When i turn my computer off the cpu, case, and the gpu fans still keep turning (200mm case fan stops), i noticed this last night.

Motherboard: DFI Lanparty 790gx-m2rs
Cpu: phenom II x4 965BE
Psu: corsair hx750w

The computer is about a week old, i'm pretty sure this started yesterday i think i would've noticed that.

I pulled the 24 pin motherboard cable out and the fans stopped spinning, doesnt that suggest that theres something wrong with the motherboard ?


----------



## Tyree (May 10, 2009)

Are you certain the PC is powering down? That sounds like it's going into Standby or some type of Sleep Mode. Check your Power Setting and look in the Bios for any types of Power settings. I'm not at all familiar with DfI Mobo's so I can't sat specifically where to look.


----------



## Squinty (Aug 14, 2009)

I may be dumb, but not that dumb. I turn the computer off from the start menu or by pushing the on/off button ( i dont mean holding it for 10 sec and forcing it off ). When you put the computer in stand by the computer tells you its going on stanby and the power LEDs stay on, when you shut it off the computer tells you that the computer is shutting off and the LEDs turn off.


----------



## Tyree (May 10, 2009)

Your intelligence was not in question. Your problem would generally point to a PSU problem but you are using a Corsair so I have to doubt a PSU specific problem.
Have you checked your Power Settings per request?


----------



## Squinty (Aug 14, 2009)

I've checked the power settings, everything seems to be in order.

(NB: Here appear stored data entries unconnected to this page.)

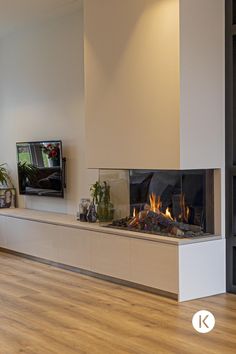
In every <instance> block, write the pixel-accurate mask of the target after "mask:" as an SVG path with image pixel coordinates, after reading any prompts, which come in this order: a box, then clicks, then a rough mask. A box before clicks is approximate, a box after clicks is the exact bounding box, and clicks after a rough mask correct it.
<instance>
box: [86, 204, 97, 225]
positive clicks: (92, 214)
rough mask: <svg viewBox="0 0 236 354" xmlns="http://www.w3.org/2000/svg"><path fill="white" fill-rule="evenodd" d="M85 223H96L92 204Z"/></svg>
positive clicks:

So far I've found people with the same problem and got very different answers, External usb harddrive has to be removed ( tried it but it didnt work, did work for some), certain BIOS setting has to be disabled, it was a dfi motherboard also but i didnt have the same option in my BIOS, and power setting is supposed be set to performance ( tried it but it didnt work, did work for some).


----------



## Squinty (Aug 14, 2009)

I fixed it !!!!! When i was putting the 965be cpu back ( had to dissemble whole computer again) i didnt connect the case USB or headphone cables to the motherboard, and the fans didnt stay on anymore, so i connected the usb cable and it was fine then i noticed the case headphone wire split into two HD AUDIO and AC´97 


Computer was shutted off when i putted the AC'97 cable back and the fans turned on.
Heres how i had them connected, the HD AUDIO is correct but i dont know why i put the AC'97 there


To quote my self "i'm dumb". Thanks to Tyree for all the help, i really apreciate it. See you soon, i'm sure i'll have many more problems arround the corner :wave:


----------